Bloggers and journalists across the Web have a lot to say on the matter. Lawrence Latif of the Inquirer writes that Firefox is really only the first casualty. Microsoft's decision will ultimately cause many more developers to shun Windows Mobile 7 altogether:

"Microsoft took a clean slate approach to the operating system that resulted in thousands of pre-existing applications becoming incompatible. To hinder matters further, its development policies aren't all that conducive for would-be developers. ... For Microsoft, limiting the availability of other browsers on one of its operating systems is par for the course but the lack of native development kit is sure to hurt other developers and ultimately, Microsoft itself."

Ina Fried of CNet remarks that Microsoft hasn't exactly been consistent in its native code rules. Not surprisingly, it has given itself the advantage:

"Microsoft has thus far said that applications for the [Windows Mobile 7] operating system have to be written in either Silverlight or XNA, rather than in native code. There are a few possible exceptions to this rule. Microsoft is using native code in some of its own programs and has also said that phone makers and carriers may be able to do some native code that ships with the device ... Microsoft may also find a way to let Adobe do Flash for Windows Phone Series 7."

Scott Bicheno of the notes with interest that the news comes the same week that Opera has applied to Apple for approval of its mobile browser for the iPhone. If Apple approves Opera, this could indicate a more open mind on Apple's part in approving iPhone apps while Microsoft is getting more closed.

We'll see if Apple bites on that one. Opera, of course, couldn't hope to get the same kind of approval to launch a native Opera browser for Windows 7. Opera's complaint to the European Commission that Internet Explorer was an unfair monopoly on the desktop is what caused Microsoft another round of headaches with the EC, ultimately resulting in the browser ballet for Windows in Europe. But, I digress ...

Bicheno seems to defend Microsoft's decision to limit native development. He writes:

"Sick of constantly being at a disadvantage by the need to accommodate every piece of hardware and software in the world, Microsoft has introduced tight parameters for any handset that hopes to use its Windows Phone 7 OS. This includes closing-off the development of native applications, according to Mozilla mobile team technical lead Stuart Parmenter."

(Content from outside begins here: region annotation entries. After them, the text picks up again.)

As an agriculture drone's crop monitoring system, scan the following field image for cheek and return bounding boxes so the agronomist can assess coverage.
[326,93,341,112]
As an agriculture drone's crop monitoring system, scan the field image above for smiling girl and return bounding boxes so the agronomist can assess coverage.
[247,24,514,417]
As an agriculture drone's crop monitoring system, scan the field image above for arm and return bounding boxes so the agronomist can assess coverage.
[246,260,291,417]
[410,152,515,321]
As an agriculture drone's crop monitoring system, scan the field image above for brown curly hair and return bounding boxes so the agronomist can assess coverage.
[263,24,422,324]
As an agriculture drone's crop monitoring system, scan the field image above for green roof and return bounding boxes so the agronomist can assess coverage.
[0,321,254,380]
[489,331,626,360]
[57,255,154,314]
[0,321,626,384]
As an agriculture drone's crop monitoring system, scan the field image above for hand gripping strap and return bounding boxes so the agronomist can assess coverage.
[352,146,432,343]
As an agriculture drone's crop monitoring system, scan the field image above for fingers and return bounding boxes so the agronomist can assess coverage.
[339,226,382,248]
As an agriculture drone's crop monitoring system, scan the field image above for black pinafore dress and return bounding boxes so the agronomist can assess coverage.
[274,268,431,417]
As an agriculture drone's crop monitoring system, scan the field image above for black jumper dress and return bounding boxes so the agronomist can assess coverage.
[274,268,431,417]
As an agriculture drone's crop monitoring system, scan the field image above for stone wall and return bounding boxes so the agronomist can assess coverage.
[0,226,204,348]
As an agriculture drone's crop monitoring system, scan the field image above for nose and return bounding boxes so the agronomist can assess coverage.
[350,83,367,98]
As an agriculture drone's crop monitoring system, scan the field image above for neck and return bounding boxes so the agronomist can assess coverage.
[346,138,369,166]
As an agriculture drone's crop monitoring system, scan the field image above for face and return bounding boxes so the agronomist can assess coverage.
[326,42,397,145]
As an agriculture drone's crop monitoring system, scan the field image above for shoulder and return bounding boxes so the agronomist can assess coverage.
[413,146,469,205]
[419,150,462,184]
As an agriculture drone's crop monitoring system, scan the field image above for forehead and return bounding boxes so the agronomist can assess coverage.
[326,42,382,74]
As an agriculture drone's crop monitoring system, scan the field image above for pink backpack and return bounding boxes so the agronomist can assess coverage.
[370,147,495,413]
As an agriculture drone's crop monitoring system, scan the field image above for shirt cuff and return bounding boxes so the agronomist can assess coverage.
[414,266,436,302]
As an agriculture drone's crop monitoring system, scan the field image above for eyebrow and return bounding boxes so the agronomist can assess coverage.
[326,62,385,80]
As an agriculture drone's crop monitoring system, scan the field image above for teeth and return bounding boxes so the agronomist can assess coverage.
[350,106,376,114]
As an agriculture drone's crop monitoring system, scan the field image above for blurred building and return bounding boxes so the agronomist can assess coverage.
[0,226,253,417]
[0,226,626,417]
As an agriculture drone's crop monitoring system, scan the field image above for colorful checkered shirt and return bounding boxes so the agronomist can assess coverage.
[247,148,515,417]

But Caroline Gabriel of Rethink Wireless says that Mozilla's announcement is tilting at windmills. Without being aligned with a particular operating system, and having less history with the mobile market than Opera, Mozilla is in a sorry spot to capture a piece of the growing mobile market. She writes:

"Until recently users got the browser they were given by their carrier or handset maker; then there was the dream of a full choice of fully fledged browsers on every smartphone; now the situation is similar to that in the PC world. Most people stick with the default browser on their phone, which in midrange handsets is increasingly likely to be Opera Mini because of its efficiency, while on smartphones it is likely to come from the firm controlling the operating system (Apple, Google, Nokia and so on). That makes it tough for the non-aligned browsers, notably the new Mozilla Mobile."

If Microsoft became so hopelessly behind in smartphone market because it was aiming at backward compatibility for its tens of thousands of Windows Mobile apps, than starting fresh might not be a bad idea. I don't think it was the backward compatibility that made Windows Mobile a mediocre experience. The browser rendering engine was (and at least until Windows Mobile 7 arrives, still is) awful.

Couple that with imaginative new interfaces being brought to market by Apple and you have a situation where Microsoft needs to bring its A-game to grab a piece of the smartphone pie.

Mozilla has always instituted a lot of great ideas with Firefox. While not surprising, it is a shame that these two teams can't work together.